The New York Times today carried a feature by Dan Buettner titled “The Island Where People Forget To Die.” It was a fascinating article. It talked of a man who was diagnosed with lung cancer and lived in New York. When he received a veritable death sentence with about six months to live, he decided to move with his wife back to the island of his birth, Ikaria, a Greek island. He was in his mid 60s.
“At first,” Buettner writes, “he spent his days in bed, as his mother and wife tended to him.
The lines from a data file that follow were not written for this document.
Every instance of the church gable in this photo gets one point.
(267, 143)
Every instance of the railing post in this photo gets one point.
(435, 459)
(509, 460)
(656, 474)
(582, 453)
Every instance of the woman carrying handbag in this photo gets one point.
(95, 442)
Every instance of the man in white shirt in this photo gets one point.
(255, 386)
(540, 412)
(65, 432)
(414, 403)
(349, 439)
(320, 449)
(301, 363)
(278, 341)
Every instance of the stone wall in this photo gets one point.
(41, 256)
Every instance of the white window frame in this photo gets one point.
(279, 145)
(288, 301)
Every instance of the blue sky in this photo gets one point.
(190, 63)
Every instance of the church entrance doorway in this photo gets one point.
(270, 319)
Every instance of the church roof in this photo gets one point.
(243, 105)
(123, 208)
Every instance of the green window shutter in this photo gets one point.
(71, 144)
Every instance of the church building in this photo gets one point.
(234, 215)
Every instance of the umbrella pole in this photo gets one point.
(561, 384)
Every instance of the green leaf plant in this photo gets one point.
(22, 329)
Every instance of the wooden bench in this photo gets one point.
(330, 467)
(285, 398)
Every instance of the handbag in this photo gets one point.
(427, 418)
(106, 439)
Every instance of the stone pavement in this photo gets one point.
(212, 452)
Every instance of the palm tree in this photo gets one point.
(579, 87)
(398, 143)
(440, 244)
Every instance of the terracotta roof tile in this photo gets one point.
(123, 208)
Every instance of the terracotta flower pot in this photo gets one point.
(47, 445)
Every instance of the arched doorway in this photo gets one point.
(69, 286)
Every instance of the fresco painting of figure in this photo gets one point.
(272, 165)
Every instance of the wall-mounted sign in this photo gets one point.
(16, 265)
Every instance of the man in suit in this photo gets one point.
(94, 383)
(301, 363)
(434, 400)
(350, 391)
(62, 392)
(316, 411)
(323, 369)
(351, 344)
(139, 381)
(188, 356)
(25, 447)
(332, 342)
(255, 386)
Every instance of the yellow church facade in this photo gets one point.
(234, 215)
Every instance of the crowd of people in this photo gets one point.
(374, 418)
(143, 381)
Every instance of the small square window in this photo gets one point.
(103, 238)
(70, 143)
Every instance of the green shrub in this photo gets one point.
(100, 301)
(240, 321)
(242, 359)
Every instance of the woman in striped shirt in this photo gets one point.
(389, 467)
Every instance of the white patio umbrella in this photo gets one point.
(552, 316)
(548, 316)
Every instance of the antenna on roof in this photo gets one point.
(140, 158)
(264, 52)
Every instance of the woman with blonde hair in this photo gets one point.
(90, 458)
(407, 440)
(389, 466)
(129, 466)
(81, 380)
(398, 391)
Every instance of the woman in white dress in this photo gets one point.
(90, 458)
He reconnected with his faith. On Sunday mornings, he hobbled up the hill to a tiny Greek Orthodox chapel where his grandfather once served as a priest. When his childhood friends discovered that he had moved back, they started showing up every afternoon. They’d talk for hours, an activity that invariably involved a bottle or two of locally produced wine. I might as well die happy, he thought.” But he didn’t die. Today into his 90s he is working in the vineyard and enjoying life. What makes the difference?
The rest of the article goes on to talk about the effects of the natural diet and the pallative effects of herbal drinks that are imbibed daily. One of the overwhelming factors, though, is the community of people. As one islander said, Ikaria is an island of “us” not “me”. Perhaps we are overlooking the possibility that a community of friends and family can make a big difference in our health and in our ability to fight disease. Depression is significantly lower on Ikaria and probably due to the fact that people who care about each other, will not ignore or let someone who is suffering from even a mental illness be forgotten.
Hooray for Ikaria and may we learn that community involvement is perhaps our best weapon against the growing epidemic of depression in our own country.